どんなジャンルでも、個人の好き嫌いを越えたスタンダードのような作品はあるのであり、そうしたスタンダードが理解できないとしたら、やはり馬鹿だと軽蔑されてしかるべきだと思う。
「絵画ではダヴィンチのモナリザが一番好きなんですよ」とか「劇作家といえばシェークスピアが大好きです」なんて言い方は、ナンセンスでしょ。
「スターウォーズ」が好きな人がいてもいいし、嫌いな人がいてもいい。

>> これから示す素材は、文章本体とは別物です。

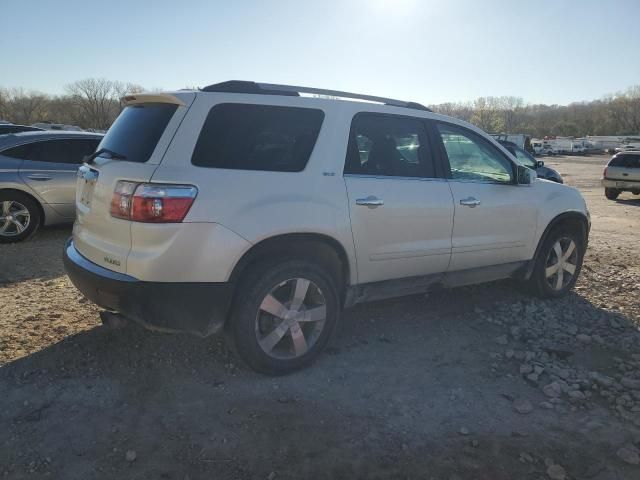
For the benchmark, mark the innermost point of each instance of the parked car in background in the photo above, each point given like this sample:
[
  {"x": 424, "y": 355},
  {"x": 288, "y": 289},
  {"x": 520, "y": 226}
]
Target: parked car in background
[
  {"x": 38, "y": 178},
  {"x": 520, "y": 139},
  {"x": 628, "y": 147},
  {"x": 578, "y": 147},
  {"x": 622, "y": 174},
  {"x": 250, "y": 209},
  {"x": 530, "y": 161},
  {"x": 6, "y": 128}
]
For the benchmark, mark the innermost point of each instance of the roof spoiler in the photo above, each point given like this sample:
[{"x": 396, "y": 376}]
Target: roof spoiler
[{"x": 138, "y": 98}]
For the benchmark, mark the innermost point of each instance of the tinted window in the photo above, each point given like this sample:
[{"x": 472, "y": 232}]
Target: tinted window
[
  {"x": 473, "y": 158},
  {"x": 21, "y": 152},
  {"x": 257, "y": 137},
  {"x": 627, "y": 161},
  {"x": 62, "y": 151},
  {"x": 388, "y": 146},
  {"x": 136, "y": 131}
]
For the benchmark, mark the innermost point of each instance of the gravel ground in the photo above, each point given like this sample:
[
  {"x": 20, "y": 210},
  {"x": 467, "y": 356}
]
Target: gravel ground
[{"x": 481, "y": 382}]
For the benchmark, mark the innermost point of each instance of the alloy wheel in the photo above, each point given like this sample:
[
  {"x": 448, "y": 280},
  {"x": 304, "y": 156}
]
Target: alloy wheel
[
  {"x": 291, "y": 318},
  {"x": 14, "y": 218},
  {"x": 561, "y": 264}
]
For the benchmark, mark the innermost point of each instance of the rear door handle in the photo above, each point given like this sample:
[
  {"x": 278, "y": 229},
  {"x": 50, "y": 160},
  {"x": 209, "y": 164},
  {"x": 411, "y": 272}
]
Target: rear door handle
[
  {"x": 39, "y": 177},
  {"x": 370, "y": 201},
  {"x": 470, "y": 202}
]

でも、イーストウッドやゴダールや小津が理解できない人というのは当然軽蔑されるべきだよ。

ところで、ネットでこの映画について書いてるブログを拾い読みしたんだけど、意外に評判が良くないのでちょっと驚いてしまった。
「ロッキーみたいなボクシング映画だと思ったら違ったんだ〜」と肩すかしを食らったか、「この映画のいったいどこで泣けばいいの〜」みたいな感想が意外に多い。

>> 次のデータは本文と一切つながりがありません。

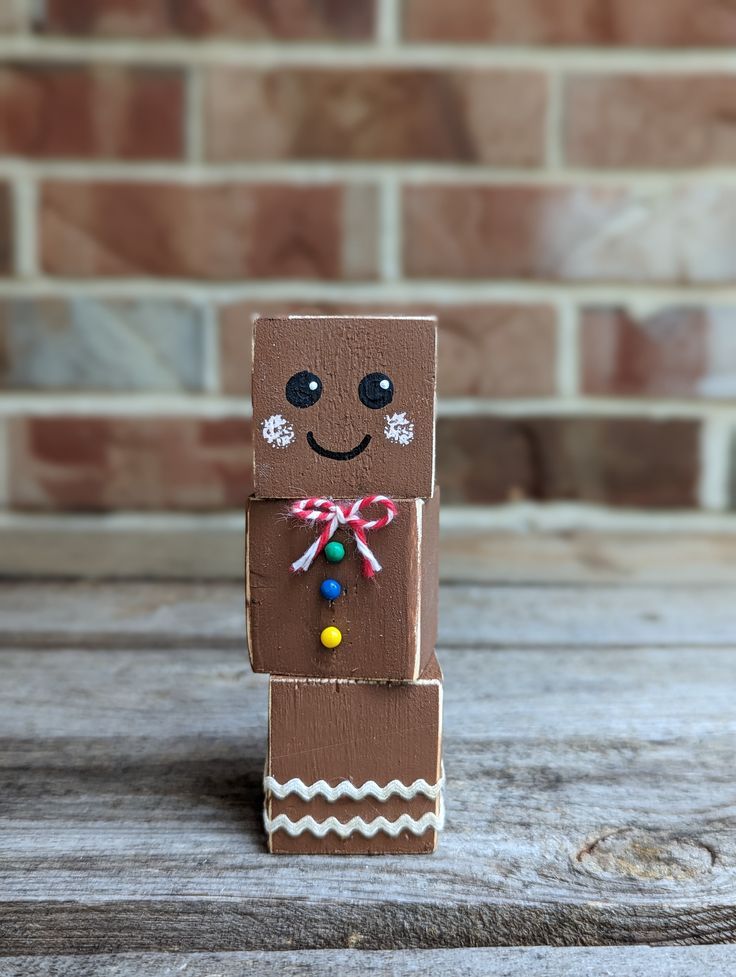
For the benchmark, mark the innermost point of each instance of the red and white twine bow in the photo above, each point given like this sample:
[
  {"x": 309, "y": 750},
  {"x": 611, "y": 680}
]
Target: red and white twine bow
[{"x": 329, "y": 515}]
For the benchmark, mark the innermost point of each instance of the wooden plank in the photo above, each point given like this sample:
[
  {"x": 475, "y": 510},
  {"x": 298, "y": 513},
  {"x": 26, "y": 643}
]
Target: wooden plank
[
  {"x": 186, "y": 615},
  {"x": 211, "y": 547},
  {"x": 590, "y": 801},
  {"x": 674, "y": 557},
  {"x": 643, "y": 961}
]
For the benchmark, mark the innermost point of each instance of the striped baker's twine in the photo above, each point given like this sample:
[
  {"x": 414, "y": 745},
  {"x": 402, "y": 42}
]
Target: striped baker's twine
[
  {"x": 357, "y": 825},
  {"x": 320, "y": 788},
  {"x": 328, "y": 515}
]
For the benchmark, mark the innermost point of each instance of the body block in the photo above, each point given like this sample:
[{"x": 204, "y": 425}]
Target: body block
[{"x": 388, "y": 623}]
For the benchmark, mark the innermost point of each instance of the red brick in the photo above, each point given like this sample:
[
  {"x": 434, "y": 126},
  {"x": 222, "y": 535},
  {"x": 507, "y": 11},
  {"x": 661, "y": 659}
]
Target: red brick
[
  {"x": 686, "y": 351},
  {"x": 495, "y": 117},
  {"x": 484, "y": 350},
  {"x": 69, "y": 110},
  {"x": 682, "y": 234},
  {"x": 11, "y": 18},
  {"x": 96, "y": 463},
  {"x": 610, "y": 461},
  {"x": 6, "y": 230},
  {"x": 216, "y": 232},
  {"x": 246, "y": 19},
  {"x": 650, "y": 121},
  {"x": 628, "y": 23}
]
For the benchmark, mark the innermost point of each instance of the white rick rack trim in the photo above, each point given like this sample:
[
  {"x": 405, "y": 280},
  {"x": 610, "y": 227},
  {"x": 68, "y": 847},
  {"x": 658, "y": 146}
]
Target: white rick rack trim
[
  {"x": 320, "y": 788},
  {"x": 357, "y": 825}
]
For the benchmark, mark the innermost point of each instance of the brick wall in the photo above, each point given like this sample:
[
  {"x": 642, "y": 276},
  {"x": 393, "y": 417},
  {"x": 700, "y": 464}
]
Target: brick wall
[{"x": 554, "y": 178}]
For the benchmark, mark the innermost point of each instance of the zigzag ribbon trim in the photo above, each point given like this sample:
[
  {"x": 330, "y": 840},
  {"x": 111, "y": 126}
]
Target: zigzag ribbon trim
[
  {"x": 417, "y": 826},
  {"x": 320, "y": 788}
]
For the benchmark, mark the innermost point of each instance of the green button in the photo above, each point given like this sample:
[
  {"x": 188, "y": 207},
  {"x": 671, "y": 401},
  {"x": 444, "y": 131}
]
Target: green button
[{"x": 334, "y": 552}]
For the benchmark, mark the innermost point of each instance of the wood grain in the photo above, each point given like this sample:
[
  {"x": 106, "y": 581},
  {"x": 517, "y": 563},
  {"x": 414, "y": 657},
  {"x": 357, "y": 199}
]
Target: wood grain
[
  {"x": 590, "y": 801},
  {"x": 716, "y": 961},
  {"x": 129, "y": 615}
]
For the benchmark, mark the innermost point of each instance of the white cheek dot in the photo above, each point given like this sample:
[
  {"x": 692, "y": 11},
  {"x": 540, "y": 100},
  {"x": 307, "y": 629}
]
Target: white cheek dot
[
  {"x": 277, "y": 431},
  {"x": 399, "y": 428}
]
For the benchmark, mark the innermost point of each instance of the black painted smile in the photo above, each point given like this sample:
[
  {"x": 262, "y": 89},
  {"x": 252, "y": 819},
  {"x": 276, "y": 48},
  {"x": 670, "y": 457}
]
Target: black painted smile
[{"x": 338, "y": 455}]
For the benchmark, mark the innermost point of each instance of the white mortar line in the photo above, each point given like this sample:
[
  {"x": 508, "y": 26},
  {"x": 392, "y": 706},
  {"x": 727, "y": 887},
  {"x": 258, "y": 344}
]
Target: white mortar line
[
  {"x": 122, "y": 522},
  {"x": 28, "y": 11},
  {"x": 715, "y": 462},
  {"x": 391, "y": 261},
  {"x": 122, "y": 405},
  {"x": 4, "y": 464},
  {"x": 264, "y": 53},
  {"x": 212, "y": 348},
  {"x": 176, "y": 405},
  {"x": 417, "y": 293},
  {"x": 555, "y": 517},
  {"x": 194, "y": 115},
  {"x": 25, "y": 219},
  {"x": 554, "y": 121},
  {"x": 388, "y": 23},
  {"x": 300, "y": 172},
  {"x": 568, "y": 350},
  {"x": 581, "y": 406}
]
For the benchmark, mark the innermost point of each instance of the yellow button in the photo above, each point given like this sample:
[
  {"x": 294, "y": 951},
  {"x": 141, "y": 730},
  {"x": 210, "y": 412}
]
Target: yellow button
[{"x": 331, "y": 637}]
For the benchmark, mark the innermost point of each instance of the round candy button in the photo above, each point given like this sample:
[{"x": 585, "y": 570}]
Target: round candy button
[
  {"x": 330, "y": 589},
  {"x": 334, "y": 552},
  {"x": 331, "y": 637}
]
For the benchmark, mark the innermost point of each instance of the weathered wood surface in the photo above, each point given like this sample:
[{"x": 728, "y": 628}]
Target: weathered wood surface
[
  {"x": 130, "y": 615},
  {"x": 715, "y": 961},
  {"x": 590, "y": 796}
]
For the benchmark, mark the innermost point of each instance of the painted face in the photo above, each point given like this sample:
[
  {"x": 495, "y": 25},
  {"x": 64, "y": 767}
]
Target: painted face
[{"x": 344, "y": 406}]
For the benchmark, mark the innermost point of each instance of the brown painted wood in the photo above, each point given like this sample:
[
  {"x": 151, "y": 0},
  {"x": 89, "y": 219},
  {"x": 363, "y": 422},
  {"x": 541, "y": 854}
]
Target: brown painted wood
[
  {"x": 340, "y": 352},
  {"x": 388, "y": 623},
  {"x": 354, "y": 731}
]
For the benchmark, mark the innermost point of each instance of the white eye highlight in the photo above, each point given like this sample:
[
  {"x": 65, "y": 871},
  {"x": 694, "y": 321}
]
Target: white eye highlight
[
  {"x": 399, "y": 428},
  {"x": 277, "y": 431}
]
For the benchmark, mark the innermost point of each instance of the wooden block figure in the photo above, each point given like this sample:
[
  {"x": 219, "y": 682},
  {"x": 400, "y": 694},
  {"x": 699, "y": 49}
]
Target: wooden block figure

「生まれ方にも才能がある」と蓮実重彦がどこかで書いていたと思うが、こういう映画が理解できないとしたら、やはり自分の「呪われた出生」を悔やんだ方がいいね。マジで。
映画館のない田舎で生まれた人や、親が映画館に連れて行ってくれなかった人は、映画的に見れば「呪われた幼少時代」だったと思うし、思春期の時代にまわりにいい映画マニアの友達がいなかった人は、映画的に見れば「呪われた青春」を過ごしたということになると思う。
この映画が分からない人というのは、おそらく何らかの意味で「映画的に呪われた人生」をこれまで送ってきたということになると思うよ。

確かにこの映画は「女・子供・ヒーローは死なない」という70年代以降のハリウッドの規範文法からは外れている。映画的に「育ちの卑しい人たち」には理解しにくいというか、理解したくない設定なのかもしれないね。
でもね、これは、映画館で泣くための映画ではないんです。映画館を出てきてから何度も咀嚼しなおし噛みしめ、そして吸収していく映画です。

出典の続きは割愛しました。